Unlike evolutionary events caused by the mutation of single genes, duplication can lead to the creation of an entirely new gene while leaving the original unaltered. Convention holds that the initial duplication is a chance event, leaving the new copy free to pick up potentially beneficial mutations that could eventually lead to a new function. The problem, says Roth, is that the rough and tumble of molecular interactions along the genome tends to eliminate duplicate genes before they can be enhanced through mutation.

“You need to hold that extra copy long enough for the slow process of giving that gene an extra function to occur,” Roth said.

To get around this dilemma, Roth and his colleagues proposed in 2007 a model of gene evolution they call Innovation, Amplification, and Divergence (IAD). The model was based on laboratory evidence that had established two key findings: that genes can acquire mutations for weak secondary “side activities” in addition to their main function, and that duplication is the most common way to increase gene expression when the new side activities are favored by natural selection.

Enter the IAD model, where an initial gene mutation prior to duplication adds a slight secondary function (the “innovation”).
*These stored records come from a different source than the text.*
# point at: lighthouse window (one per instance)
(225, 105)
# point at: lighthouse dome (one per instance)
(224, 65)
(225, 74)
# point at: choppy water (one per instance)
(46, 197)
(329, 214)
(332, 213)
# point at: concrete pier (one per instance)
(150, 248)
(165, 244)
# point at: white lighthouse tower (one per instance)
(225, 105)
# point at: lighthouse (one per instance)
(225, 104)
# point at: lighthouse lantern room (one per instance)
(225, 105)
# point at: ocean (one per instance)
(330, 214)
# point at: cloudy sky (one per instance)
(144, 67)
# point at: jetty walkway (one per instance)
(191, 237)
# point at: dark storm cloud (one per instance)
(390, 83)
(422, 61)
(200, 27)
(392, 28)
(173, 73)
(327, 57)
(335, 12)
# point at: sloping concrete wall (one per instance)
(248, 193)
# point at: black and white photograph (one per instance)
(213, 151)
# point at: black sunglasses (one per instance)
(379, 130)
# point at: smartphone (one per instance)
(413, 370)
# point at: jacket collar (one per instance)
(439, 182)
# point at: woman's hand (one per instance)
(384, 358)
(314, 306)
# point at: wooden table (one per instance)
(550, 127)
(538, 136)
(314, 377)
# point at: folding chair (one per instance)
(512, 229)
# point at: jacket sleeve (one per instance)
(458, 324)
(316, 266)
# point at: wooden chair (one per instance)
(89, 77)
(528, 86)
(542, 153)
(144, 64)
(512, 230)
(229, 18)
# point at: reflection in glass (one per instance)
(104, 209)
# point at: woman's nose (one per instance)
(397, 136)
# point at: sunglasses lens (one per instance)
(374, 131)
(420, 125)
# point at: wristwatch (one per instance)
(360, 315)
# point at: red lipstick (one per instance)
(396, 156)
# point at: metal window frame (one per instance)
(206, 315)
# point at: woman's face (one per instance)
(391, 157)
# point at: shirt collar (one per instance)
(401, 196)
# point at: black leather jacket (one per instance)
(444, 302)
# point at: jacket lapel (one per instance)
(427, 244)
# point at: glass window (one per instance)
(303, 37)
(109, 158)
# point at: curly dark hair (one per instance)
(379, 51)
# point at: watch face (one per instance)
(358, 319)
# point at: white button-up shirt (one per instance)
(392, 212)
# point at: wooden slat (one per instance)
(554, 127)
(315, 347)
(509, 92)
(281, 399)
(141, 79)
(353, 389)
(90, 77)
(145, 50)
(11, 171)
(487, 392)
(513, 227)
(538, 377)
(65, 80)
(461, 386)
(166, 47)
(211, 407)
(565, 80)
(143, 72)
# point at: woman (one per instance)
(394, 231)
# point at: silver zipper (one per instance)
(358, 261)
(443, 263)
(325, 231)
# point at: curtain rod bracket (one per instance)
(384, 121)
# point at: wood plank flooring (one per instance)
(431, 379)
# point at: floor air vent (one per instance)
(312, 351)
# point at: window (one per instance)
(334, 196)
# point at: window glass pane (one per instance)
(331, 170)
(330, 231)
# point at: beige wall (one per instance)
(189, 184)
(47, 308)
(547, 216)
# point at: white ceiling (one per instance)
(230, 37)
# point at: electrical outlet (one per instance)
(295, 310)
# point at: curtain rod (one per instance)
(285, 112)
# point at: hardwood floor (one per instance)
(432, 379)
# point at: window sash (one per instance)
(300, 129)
This marginal modification is then amplified through duplication when a change in environmental conditions makes it suddenly beneficial. This process continues until there is a gene copy that has been sufficiently improved — has “diverged” from the original — to perform the new function without needing further amplification.
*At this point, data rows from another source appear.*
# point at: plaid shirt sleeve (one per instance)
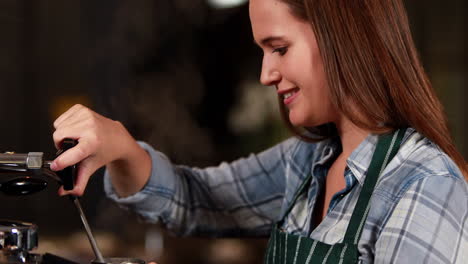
(428, 224)
(243, 197)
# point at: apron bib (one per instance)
(284, 248)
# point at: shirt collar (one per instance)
(359, 160)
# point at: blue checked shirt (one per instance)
(418, 212)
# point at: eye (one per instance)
(281, 50)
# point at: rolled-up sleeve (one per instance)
(240, 198)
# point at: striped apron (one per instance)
(293, 249)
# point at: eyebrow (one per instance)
(267, 40)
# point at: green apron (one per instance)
(293, 249)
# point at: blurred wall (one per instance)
(180, 75)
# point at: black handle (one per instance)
(68, 174)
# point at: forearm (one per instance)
(129, 174)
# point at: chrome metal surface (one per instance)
(17, 236)
(120, 261)
(96, 250)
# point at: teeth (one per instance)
(287, 95)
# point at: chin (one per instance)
(304, 121)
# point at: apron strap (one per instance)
(386, 149)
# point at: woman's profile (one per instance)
(371, 176)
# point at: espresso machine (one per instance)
(24, 174)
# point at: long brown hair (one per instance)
(373, 70)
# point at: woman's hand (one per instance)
(101, 141)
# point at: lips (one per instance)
(288, 95)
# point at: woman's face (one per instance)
(292, 63)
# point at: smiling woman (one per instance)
(381, 181)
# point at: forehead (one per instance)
(273, 17)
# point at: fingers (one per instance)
(85, 169)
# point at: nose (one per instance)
(270, 75)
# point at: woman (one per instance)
(383, 183)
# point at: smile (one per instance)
(289, 96)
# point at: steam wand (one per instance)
(33, 162)
(68, 177)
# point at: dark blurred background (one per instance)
(181, 75)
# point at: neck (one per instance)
(350, 135)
“It’s a real maelstrom of interactions that lets the sequence improve,” Roth said. “But you get a bigger target for mutations when you get lots of copies, any one of which can pick up a beneficial mutation.”

Researchers in Dan Andersson’s laboratory in Sweden induced a strain of Salmonella bacteria to evolve a new gene for a specific enzyme involved in amino acid synthesis. The experiment allowed the researchers to observe gene evolution in real time.

“What’s nice about their paper is that it’s one of the first experimental approaches to the problem,” said Michael Lynch, a biology professor at Indiana University who researches gene evolution. “It’s premature to say that this is the only mechanism that leads to the expansion and preservation of duplicate genes, but they’ve made a pretty good case that this is one of the mechanisms.”

Andersson said they hope to try experiments with yeast next.

“The difficulty is finding suitable enzymes … that we can select for, but we think we might have solved that,” Andersson wrote in an email.

Ultimately, says Roth, this work may lead to practical uses in making enzymes with novel functions. But many questions remain concerning the basic biology behind gene evolution, including the extent of the similarities between bacteria and the rest of the living world.